AbstractSAN failure, aka sick-sinus syndrome, which features sinus bradycardia, SAN impulse pauses, and irregularity of RR interval rhythms are manifestations of SAN cell dysfunction that increases exponentially with advanced age, i.e., SAN frailty. Abnormalities in intrinsic RR interval variability may be the earliest signatures of SAN cell dysfunction leading to SAN frailty in late life. We measured RR interval variability within EKG timeseries prior to and during double autonomic blockade in long-lived C57/BL6 mice at 3 month intervals from 6 months of age until the end of life.Long-lived mice (those that achieved the median cohort lifespan of 24 months and beyond) displayed relatively minor changes in intrinsic RR interval variability prior to 21 months of age. Between 21 and 30 months of age, marked changes in intrinsic RR interval variability signatures in time, frequency, non-linear, and fragmentation domains result in a marked increase in the mean intrinsic RR interval. The effects of autonomic input partially compensated for the prolongation of the mean RR interval by impacting the age-associated deterioration in the RR interval variability signatures toward a youthful pattern.

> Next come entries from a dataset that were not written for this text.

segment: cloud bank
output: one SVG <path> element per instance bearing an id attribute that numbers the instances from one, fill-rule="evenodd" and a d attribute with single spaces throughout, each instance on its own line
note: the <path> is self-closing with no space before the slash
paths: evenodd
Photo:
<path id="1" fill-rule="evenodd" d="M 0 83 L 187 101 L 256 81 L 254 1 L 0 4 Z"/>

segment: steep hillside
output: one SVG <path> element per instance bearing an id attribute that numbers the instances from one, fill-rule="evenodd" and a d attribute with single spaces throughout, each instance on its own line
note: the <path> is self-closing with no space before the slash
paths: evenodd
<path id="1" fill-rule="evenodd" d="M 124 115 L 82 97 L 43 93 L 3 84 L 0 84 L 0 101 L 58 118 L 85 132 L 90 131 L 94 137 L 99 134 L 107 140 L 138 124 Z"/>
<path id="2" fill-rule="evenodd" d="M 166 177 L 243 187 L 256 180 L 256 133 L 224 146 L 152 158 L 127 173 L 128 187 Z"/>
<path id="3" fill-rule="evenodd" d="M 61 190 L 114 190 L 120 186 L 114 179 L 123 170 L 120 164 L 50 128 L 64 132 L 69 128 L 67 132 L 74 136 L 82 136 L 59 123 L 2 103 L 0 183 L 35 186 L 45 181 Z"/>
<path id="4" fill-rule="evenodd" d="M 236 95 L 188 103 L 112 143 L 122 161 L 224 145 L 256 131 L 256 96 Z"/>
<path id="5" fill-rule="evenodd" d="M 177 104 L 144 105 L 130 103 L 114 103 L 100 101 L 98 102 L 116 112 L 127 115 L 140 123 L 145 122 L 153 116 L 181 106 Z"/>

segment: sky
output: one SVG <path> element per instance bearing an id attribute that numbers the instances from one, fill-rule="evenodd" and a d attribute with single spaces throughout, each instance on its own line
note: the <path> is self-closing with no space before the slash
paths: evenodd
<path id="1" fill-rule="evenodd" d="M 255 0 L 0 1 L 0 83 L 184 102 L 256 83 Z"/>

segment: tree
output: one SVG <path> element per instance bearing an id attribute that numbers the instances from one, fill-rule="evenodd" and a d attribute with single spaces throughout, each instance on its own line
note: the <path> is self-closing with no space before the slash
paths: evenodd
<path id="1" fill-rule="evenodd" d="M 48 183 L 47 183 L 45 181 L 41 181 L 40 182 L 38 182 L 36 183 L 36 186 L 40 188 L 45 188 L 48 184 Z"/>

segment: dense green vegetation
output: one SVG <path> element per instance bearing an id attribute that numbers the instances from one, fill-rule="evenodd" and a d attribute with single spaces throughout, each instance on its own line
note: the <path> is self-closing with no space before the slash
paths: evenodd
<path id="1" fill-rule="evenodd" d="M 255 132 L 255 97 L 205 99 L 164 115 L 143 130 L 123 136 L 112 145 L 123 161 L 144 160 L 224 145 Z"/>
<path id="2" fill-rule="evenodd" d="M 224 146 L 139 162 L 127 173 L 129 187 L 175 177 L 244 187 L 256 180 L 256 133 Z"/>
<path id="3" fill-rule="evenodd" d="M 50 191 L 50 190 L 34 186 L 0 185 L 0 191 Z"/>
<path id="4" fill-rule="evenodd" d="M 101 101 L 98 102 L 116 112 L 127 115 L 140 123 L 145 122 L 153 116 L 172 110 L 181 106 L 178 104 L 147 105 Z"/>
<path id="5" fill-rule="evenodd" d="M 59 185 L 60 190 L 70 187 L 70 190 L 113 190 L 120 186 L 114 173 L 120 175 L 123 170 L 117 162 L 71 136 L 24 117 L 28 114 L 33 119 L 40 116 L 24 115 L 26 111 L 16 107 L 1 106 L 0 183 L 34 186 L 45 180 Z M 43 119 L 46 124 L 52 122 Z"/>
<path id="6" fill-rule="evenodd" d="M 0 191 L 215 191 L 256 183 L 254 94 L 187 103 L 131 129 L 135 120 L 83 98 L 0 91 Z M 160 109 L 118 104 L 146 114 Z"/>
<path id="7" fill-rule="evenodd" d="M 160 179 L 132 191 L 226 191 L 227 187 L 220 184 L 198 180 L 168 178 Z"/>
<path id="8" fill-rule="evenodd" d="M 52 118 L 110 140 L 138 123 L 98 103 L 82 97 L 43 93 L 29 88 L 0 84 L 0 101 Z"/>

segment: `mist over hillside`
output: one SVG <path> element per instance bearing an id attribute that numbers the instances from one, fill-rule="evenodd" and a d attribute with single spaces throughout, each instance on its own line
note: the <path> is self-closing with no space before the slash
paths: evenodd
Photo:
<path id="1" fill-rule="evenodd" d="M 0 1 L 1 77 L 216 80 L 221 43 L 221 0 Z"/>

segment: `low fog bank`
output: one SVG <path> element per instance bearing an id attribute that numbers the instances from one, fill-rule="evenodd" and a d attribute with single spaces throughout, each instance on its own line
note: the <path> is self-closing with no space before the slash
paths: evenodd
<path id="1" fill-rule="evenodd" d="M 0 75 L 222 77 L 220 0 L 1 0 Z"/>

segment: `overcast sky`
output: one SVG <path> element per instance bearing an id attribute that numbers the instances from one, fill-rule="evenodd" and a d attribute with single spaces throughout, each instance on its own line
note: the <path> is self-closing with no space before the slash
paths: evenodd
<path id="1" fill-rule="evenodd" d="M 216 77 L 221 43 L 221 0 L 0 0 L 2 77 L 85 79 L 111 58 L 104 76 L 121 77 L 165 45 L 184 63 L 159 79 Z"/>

Cross-sectional analyses of other subsets of mice at ages at or beyond the median life span of our longitudinal cohort demonstrated increased non-cardiac, constitutional, whole body frailty, a decrease in energetic efficiency, and an increase in respiratory exchange ratio. In this context, we interpret the progressive increase in intrinsic RR interval variability beyond 21 months of age to be an indication of heartbeat frailty.